Advocates travel to State Capitol Wednesday to push for increase in smoking age


Advocates filled the State Capitol on Wednesday to urge lawmakers to raise the smoking age.

More than 100 cancer survivors, doctors, nurses, and families packed the room.

They want the age to buy tobacco products, including e-cigarettes, bumped from 18 to 21. Several cities and towns have already done it, most recently Milford.

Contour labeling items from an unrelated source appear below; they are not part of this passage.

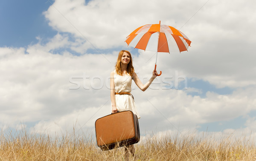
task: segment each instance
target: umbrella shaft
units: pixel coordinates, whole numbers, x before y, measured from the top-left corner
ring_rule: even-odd
[[[157,64],[157,52],[157,52],[157,58],[156,59],[156,63],[155,63],[155,64]]]

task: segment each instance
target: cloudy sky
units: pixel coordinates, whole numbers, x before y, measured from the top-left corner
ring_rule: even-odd
[[[132,53],[144,83],[155,53],[125,42],[147,24],[172,26],[188,52],[160,53],[163,72],[146,91],[133,82],[141,134],[256,132],[256,1],[0,1],[0,128],[94,132],[111,112],[109,77]]]

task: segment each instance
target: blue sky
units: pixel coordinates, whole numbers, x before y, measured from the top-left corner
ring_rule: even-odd
[[[183,8],[176,6],[186,1],[164,0],[163,6],[153,0],[145,6],[121,1],[0,2],[2,129],[21,121],[61,133],[72,131],[77,119],[79,129],[93,131],[96,119],[109,113],[108,78],[119,51],[131,52],[141,80],[154,67],[154,53],[127,47],[126,37],[161,20],[192,43],[188,52],[159,55],[163,74],[146,91],[133,85],[142,134],[174,126],[238,134],[256,129],[254,1],[198,0]],[[174,85],[180,75],[182,79],[177,89],[166,86],[164,81]],[[72,79],[90,87],[70,90]]]
[[[26,46],[37,43],[37,36],[45,38],[56,34],[43,14],[50,5],[47,0],[1,1],[0,46]]]

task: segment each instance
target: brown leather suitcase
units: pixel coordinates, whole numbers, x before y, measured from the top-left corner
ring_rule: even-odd
[[[137,143],[140,134],[137,116],[131,111],[118,112],[95,121],[97,144],[102,150]]]

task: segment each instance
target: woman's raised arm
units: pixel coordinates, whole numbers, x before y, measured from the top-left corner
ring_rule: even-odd
[[[152,73],[152,76],[150,79],[149,79],[149,80],[148,80],[148,81],[145,83],[145,84],[143,84],[141,81],[140,81],[140,79],[139,79],[137,74],[135,72],[132,75],[132,79],[134,80],[134,82],[135,82],[135,84],[136,84],[139,88],[144,92],[148,88],[149,86],[150,86],[150,84],[151,84],[151,83],[152,82],[153,82],[153,80],[154,80],[154,78],[157,77],[157,72],[156,70],[154,70]]]

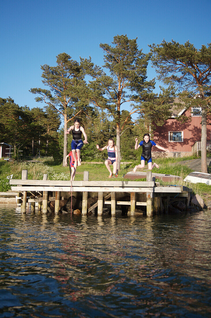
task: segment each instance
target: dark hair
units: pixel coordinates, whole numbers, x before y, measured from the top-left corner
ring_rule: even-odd
[[[149,134],[145,134],[144,135],[144,136],[143,137],[143,139],[144,139],[145,136],[148,136],[149,138],[149,140],[150,140],[150,136],[149,135]]]
[[[81,122],[81,121],[80,121],[80,120],[78,118],[77,118],[77,117],[76,117],[76,118],[75,119],[75,120],[74,121],[74,124],[75,122],[79,122],[79,124]]]
[[[115,146],[115,142],[114,139],[113,139],[113,138],[109,138],[109,139],[108,142],[108,145],[109,145],[109,140],[111,140],[111,141],[112,141],[113,142],[113,143],[114,144],[114,146]]]

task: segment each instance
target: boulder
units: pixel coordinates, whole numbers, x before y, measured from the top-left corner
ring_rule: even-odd
[[[81,214],[81,211],[78,209],[76,209],[76,210],[74,210],[73,211],[74,214]]]
[[[180,211],[184,211],[185,210],[186,205],[181,201],[178,201],[174,204],[174,207]]]
[[[195,196],[194,196],[191,199],[191,204],[192,205],[196,205],[202,209],[203,209],[205,207],[204,201],[198,194],[196,194]]]
[[[72,197],[72,211],[77,209],[82,208],[82,202],[78,200],[73,196]],[[70,197],[66,203],[60,210],[60,212],[62,213],[67,212],[70,213],[71,212],[71,197]]]

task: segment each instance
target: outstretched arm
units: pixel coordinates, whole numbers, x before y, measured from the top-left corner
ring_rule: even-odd
[[[138,138],[135,138],[135,149],[136,150],[137,150],[137,149],[138,149],[138,148],[139,148],[139,147],[140,147],[140,145],[138,144]]]
[[[67,156],[66,156],[65,157],[65,163],[64,165],[65,167],[67,167],[67,158],[68,158],[69,156],[69,155],[68,155]]]
[[[80,128],[81,131],[82,131],[82,134],[83,135],[85,139],[83,141],[84,143],[89,143],[89,142],[87,141],[87,136],[86,135],[86,134],[85,132],[85,131],[84,130],[84,128],[82,127],[81,127]]]
[[[157,147],[159,149],[160,149],[161,150],[163,150],[164,151],[166,151],[166,152],[169,152],[169,150],[168,149],[166,149],[165,148],[163,148],[163,147],[162,147],[161,146],[158,146],[158,145],[156,145],[155,146],[155,147]]]
[[[99,150],[100,151],[102,151],[103,150],[104,150],[104,149],[105,149],[107,147],[107,146],[105,146],[103,148],[100,148],[99,145],[96,145],[96,146],[97,147],[97,149],[98,149],[98,150]]]

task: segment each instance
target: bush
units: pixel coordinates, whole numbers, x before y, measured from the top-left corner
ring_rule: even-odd
[[[2,178],[0,179],[0,191],[6,192],[9,190],[11,190],[11,186],[10,184],[9,179]]]

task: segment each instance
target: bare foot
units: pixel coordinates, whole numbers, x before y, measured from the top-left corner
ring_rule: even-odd
[[[134,173],[135,172],[135,171],[137,169],[137,166],[135,166],[135,168],[134,168],[134,169],[133,170],[133,171]]]

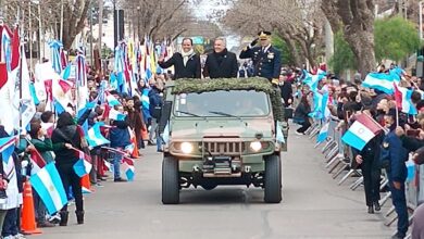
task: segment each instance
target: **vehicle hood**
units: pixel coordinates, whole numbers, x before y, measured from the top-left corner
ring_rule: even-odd
[[[272,127],[273,122],[269,118],[172,121],[171,137],[173,140],[201,140],[203,137],[253,138],[261,133],[263,138],[271,138]]]

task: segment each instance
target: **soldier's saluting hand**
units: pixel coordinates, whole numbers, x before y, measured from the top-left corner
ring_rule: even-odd
[[[278,84],[282,62],[280,52],[271,45],[271,33],[261,32],[247,48],[240,52],[240,59],[252,59],[253,76],[267,78],[274,84]],[[260,41],[260,47],[255,45]]]

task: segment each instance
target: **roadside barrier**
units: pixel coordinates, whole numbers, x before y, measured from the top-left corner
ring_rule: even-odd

“We are the one this policy impacts,” said Newington Teenager, Evelyn Levesque who volunteers with the American Cancer Society.  She says she has a friend who’s older sister bought her an e-cigarette as a graduation gift.

“At 15, she is now addicted to a smoking replacement. She ruined her life and her sister’s life and that’s not ok,” said Levesque.

Related: Trumbull raises legal age to buy tobacco to 21

They say they can save lives and healthcare dollars .

Roughly 95% of adult smokers light up before the age of 21. By raising the age, supporters believe less and less young people will have access to these products.

Research shows tobacco use is a leading cause of preventable disease and death, including up to one third of all cancers.

House Bill 7200 would raise the age from 18 to 21 for all tobacco products, including e-cigarettes, statewide.

Related: Milford raising age to purchase tobacco products to 21

So, what does the other side say?  National Critics of this have said it’s pointless to raise the age because research shows 80% of smokers start before the age of 18. So, they believe even now the age limit isn’t effective.

They also worry it could hurt retailers who sell these products. 

They also argue it’s not the government’s role to do this and it takes away an individual’s right to choose.

Here, at the State Capitol the bill has wide bipartisan support.  Republicans and democrats already voted it through the public health committee.

“If we fail to hold this industry accountable for its actions. The young people of this state will pay the price,” said State Sen. Mary Abrams, 13th State Senate District (D).

“We are the ones the tobacco industry views as the replacement smokers, but I refuse to be a replacement smoker,” said Levesque.

The House could vote on it in the next month.